子供たちがお小遣いで買えるものからちょっとお高めの物まで、幅広い値段で売っているが、高いのはアルフォンス工房の花細工より劣る。
無論そんな物は買わない。
ビーズアクセサリーがこの領地では主流らしくて、大作が安いのでそれも買って行く。
まだ見てる途中だったが、アスターに捕獲されてホロイ邸に転移した。
もう北門、東門の木が伐採されている。
慌てて厨房に食材を降ろして倉庫と氷室をギュウギュウにすると、朝食を王都の屋敷に取りに行くアスター。私は帝都から持って来た売り物を4階の自分の部屋のテーブルの上に出しておく。
朝食を取りに大食堂に向かうと知らない顔のコックさんが6人いて、おかずを盛り付けて兵士達に渡している。
メキスに邪魔だと食事ごと追い出されたので4階の皆で使う部屋に行くとアスターもそこで食べていた。
「賄いのコックさん6人もいるの?」
「5人は見習いだから、給与は安くて良いそうですが先払いです。後で王都に行きましょう!その前に切り株です」
朝から煮込みハンバーグ。

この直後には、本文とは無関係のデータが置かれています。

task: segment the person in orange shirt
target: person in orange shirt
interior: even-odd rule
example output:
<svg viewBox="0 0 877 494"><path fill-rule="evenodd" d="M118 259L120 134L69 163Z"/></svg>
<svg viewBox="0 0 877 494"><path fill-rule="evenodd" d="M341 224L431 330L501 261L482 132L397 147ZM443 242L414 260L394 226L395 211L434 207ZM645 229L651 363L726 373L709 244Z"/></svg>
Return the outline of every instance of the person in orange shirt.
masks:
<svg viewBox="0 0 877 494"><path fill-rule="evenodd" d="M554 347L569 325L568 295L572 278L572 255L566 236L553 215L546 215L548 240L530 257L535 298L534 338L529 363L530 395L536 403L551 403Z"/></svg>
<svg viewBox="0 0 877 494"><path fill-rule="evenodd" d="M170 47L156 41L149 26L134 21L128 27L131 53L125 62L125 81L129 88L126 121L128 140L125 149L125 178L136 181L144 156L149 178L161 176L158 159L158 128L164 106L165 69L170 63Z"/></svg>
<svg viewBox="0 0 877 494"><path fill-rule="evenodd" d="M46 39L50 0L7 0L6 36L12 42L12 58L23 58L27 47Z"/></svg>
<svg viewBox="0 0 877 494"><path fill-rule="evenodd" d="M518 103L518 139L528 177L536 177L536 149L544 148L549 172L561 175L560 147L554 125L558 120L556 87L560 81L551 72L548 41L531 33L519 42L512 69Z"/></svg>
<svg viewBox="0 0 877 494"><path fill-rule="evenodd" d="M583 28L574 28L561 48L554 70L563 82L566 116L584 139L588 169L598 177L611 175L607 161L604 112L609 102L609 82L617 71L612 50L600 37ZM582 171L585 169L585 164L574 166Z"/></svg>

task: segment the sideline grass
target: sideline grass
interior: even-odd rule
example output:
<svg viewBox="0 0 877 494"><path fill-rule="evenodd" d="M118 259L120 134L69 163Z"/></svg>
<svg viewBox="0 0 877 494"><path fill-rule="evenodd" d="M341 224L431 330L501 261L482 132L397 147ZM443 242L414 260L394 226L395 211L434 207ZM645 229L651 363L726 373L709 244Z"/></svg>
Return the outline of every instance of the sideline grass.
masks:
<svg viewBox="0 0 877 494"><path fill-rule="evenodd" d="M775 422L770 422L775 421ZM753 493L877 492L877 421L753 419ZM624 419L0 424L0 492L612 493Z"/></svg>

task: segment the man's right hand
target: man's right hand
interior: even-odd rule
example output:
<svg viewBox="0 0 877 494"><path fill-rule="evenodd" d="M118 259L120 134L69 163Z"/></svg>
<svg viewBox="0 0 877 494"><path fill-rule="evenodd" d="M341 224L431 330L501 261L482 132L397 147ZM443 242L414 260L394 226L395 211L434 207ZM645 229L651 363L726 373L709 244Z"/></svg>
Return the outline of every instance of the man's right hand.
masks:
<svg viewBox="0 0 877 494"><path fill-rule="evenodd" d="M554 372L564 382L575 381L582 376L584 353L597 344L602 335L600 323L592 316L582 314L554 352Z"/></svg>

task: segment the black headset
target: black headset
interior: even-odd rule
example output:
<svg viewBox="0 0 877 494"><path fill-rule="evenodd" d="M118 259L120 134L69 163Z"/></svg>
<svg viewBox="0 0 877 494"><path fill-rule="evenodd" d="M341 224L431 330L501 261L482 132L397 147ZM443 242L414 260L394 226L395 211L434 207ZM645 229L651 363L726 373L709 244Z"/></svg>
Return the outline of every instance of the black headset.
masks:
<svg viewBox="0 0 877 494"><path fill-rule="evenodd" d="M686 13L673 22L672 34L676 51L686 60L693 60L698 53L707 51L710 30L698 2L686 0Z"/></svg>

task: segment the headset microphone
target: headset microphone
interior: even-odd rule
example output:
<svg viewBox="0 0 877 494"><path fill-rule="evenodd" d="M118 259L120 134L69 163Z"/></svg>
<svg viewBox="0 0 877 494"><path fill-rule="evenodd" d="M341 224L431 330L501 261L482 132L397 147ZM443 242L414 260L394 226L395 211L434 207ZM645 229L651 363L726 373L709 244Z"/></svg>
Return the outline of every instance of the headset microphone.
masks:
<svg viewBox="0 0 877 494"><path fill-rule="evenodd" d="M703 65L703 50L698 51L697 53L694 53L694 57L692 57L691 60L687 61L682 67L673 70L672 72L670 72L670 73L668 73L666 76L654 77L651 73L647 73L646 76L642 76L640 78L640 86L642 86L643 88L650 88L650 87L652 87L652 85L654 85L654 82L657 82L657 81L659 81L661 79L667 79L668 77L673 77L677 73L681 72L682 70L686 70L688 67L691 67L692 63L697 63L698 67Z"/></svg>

鳥のミンチらしくて優しい味がする。
食べ終わったら、厨房に洗い物を持って行ってから切り株取りにまずは北門から。
ウインドスラッシュで木を切ってるようで、もう充分な広さの場所が確保出来ていた。
アースティルという農耕魔法を使って地面を柔らかくし、重力魔法のグラビティで、切り株を引き抜く。
また、アースティルで地面を平らに均す。
「スゲー!あっという間じゃないか!仕事一緒にやろうぜ!」
えっと、勧誘しないで下さい!
「切り株燃やしていいですか?」
「いい、これは持って帰って薪にする!」
冬はどうするか考えとかないとなぁ。
辺境領より暖かいだろうけど、雪降るかなぁ?
薪も一応作った方がいい?
「あー!わかんない!」
グチャグチャ考える間に東門の馬車止めも出来ました!やるな?私!
アスターが私を王都の採取組合に転移させてドラゴンフレーバーにお金の振り込みとホロイ邸にいた兵士達と庭師全員分の半年分の給与を引き出して組合の個室を借りて分ける作業をアスターと2人でした。
なお、お金を入れる巾着は買った!
1人に公用金貨200枚を198人分とリチャード隊長とフェイさんの分は他の人より月公用金貨2枚分大目に。
公用金貨2万4枚とドラゴンフレーバーに年間で公用金貨1900枚の支払いを済ませてスッキリ!
「家具屋に行きましょう。橙証の職人さん達の作業用の机を頼んでありますから」
アスターが家具屋さんに私を転移させる。
依頼してある家具は120個。
「何で多いの?」
「誰かさんみたいに商品を全部買うお客さんがいると2~3日休んで商品作らなきゃいけないみたいなんで、その間に誰か他の人が出品出来るでしょう?
それに誰かさんが目に掛けたらその人はお抱え職人になるでしょう?ほら、たくさん机が必要です!」
「アスターって…」
「何ですか?」
「ずる賢いんだね」
アスターは1時間口を聞いてくれなかった。